The essays are varying degrees of good, although I'll admit I skimmed most of the Walkman chapter because I found it way too technical and boring. I loved the essay on Hello Kitty and the burgeoning kawaii culture among girls with shoujo manga (shout-out to Poe Clan) and pretty stationery and trendy schoolgirls, although the chapter on schoolgirls themselves ended up feeling redundant as a result because it was basically just a remix of the Hello Kitty chapter. I thought it was really interesting to blend Pokemon and kaiju into a single chapter that basically ended up being about the marketability of monsters, and the section about Tamagotchis gave me serious nostalgia vibes (and helped me find this amazing essay, the TAMAGOTCHI DIARY).
There are two anime chapters, old and new. The old chapter talks about Astro/Atom Boy and some of the early dubbings that were renamed in the U.S. (like Speed Racers). It also talks about the pulp anime movement (gekiga) and how that tied into Japanese counterculture/protest culture at the time. The more recent anime chapter is about things like AKIRA, Hayao Miyazaki, and Gundam (of course), which provides a neat segue for the otaku chapter, and how it went from being an incredibly unfavorable term to something that was pretty much heartily embraced and reclaimed by nerds and geeks alike.
The strongest chapter by far is the 2chan/8chan chapter and I think you could honestly make a whole book about that on its own. This chapter is also probably going to be the hardest to read for a lot of people because it highlights some of the big controversies that came from that site, you know the ones. I don't want to say too much about this chapter because I found it so upsetting, but it was also really fascinating and this was the chapter I ended up speeding through the fastest.
Overall, I really, really enjoyed this book. The cover was super cheesy and I'm always a little worried when someone who isn't part of a culture writes a book about a culture, but this author had fantastic credentials (and he's a localizer, which are the people who translate and also adjust references to Japanese products that are being marketed to the U.S.; side note: for many years, I thought doughnuts in Japan were triangular because Pokemon localizers didn't seem to think that kids would be able to understand what onigiri were, so in the original American TV show, they were called "doughnuts"). It's clear Matt Alt has a real passion for Japan and also for geek culture and that is reflected in the writing and his thoroughness in interviewing key planners and providing a substantive bibliography.

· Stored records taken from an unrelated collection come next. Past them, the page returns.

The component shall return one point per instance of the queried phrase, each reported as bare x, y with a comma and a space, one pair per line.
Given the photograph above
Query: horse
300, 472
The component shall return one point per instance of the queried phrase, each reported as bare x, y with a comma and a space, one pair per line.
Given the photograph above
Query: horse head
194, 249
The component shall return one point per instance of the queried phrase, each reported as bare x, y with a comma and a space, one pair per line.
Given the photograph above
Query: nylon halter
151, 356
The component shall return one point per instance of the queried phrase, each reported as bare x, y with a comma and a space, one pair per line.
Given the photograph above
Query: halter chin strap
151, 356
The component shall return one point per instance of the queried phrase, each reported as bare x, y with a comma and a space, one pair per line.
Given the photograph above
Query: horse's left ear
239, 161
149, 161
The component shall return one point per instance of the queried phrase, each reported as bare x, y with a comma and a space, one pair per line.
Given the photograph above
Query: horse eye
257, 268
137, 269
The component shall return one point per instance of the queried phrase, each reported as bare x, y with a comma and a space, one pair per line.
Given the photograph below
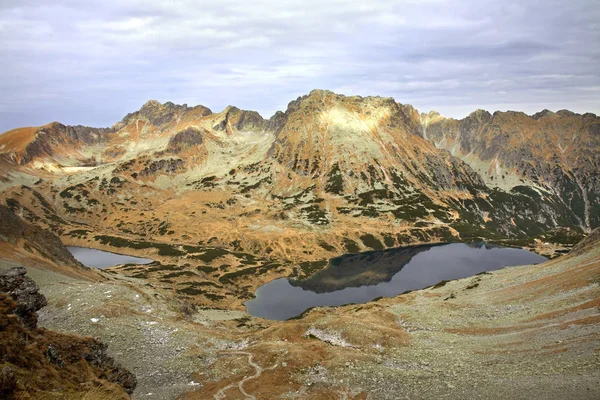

On a more personal note, one of my big dreams as a teen nerd was to go to Japan (although I'll admit, I was guilty of thinking it was going to be Anime Amusement Park in my youth). In my twenties, I was finally able to go and I'm glad I went as an adult and not a kid because I'm not sure I could have contained my enthusiasm and approached Japan with the respect it-- and all countries you, as a foreigner travel to-- deserves. It has a very old history, filled with both good and bad things, and even though Alt has mostly showcased the good, some of the items in this book are tarnished by tragedy. Rarely do you see a pop-culture book written with this sort of gravitas, and even though I was expecting a fun, personal romp through some of the author's favorite hobbies, like my sober trip to the country taken in my twenties, my reading of this book ended up feeling so much richer because of that solemnity.